Machine Learning Systems are Bloated and Vulnerable
Huaifeng Zhang, Fahmi Abdulqadir Ahmed, Dyako Fatih, Akayou Kitessa, Mohannad Alhanahnah, Philipp Leitner, Ahmed Ali-Eldin
TL;DR
This work tackles the problem of bloated ML container deployments by introducing MMLB, a framework that measures container and package-level bloat, analyzes its sources, and evaluates associated vulnerabilities. By debloating 15 TensorFlow/PyTorch-based containers with a modified Cimplifier, the authors quantify that up to 80% of container size is bloat and demonstrate substantial provisioning-time improvements (up to 3.7×) and CVE reductions (up to 99%).
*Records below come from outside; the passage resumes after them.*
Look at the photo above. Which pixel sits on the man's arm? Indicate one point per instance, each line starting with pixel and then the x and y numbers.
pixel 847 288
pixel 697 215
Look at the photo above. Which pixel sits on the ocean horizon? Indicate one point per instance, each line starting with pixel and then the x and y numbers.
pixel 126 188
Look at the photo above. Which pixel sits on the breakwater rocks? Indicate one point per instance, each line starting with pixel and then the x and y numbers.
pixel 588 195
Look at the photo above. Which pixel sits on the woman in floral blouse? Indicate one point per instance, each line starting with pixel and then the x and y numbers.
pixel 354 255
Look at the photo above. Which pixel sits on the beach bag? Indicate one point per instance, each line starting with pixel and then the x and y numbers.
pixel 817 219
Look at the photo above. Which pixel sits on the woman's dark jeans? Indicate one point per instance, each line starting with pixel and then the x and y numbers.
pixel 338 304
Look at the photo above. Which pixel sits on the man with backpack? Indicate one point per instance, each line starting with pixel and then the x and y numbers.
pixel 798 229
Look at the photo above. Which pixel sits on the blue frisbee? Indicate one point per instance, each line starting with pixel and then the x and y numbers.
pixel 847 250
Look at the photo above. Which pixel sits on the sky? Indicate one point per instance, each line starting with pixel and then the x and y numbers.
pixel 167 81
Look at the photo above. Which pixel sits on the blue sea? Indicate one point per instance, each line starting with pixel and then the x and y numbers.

The framework couples container-level metrics with package-dependency analysis via a package-attribute graph to reveal how APT/PIP/Conda dependencies propagate bloat and insecurity, highlighting that generic packages often drive CVEs more than ML packages. The findings advocate for leaner, modular ML packaging and intelligent, workload-aware container ecosystems to reduce resource waste and security risk in ML deployments.
Abstract
Today's software is bloated with both code and features that are not used by most users. This bloat is prevalent across the entire software stack, from operating systems and applications to containers. Containers are lightweight virtualization technologies used to package code and dependencies, providing portable, reproducible and isolated environments. For their ease of use, data scientists often utilize machine learning containers to simplify their workflow. However, this convenience comes at a cost: containers are often bloated with unnecessary code and dependencies, resulting in very large sizes. In this paper, we analyze and quantify bloat in machine learning containers. We develop MMLB, a framework for analyzing bloat in software systems, focusing on machine learning containers. MMLB measures the amount of bloat at both the container and package levels, quantifying the sources of bloat. In addition, MMLB integrates with vulnerability analysis tools and performs package dependency analysis to evaluate the impact of bloat on container vulnerabilities. Through experimentation with 15 machine learning containers from TensorFlow, PyTorch, and Nvidia, we show that bloat accounts for up to 80% of machine learning container sizes, increasing container provisioning times by up to 370% and exacerbating vulnerabilities by up to 99%.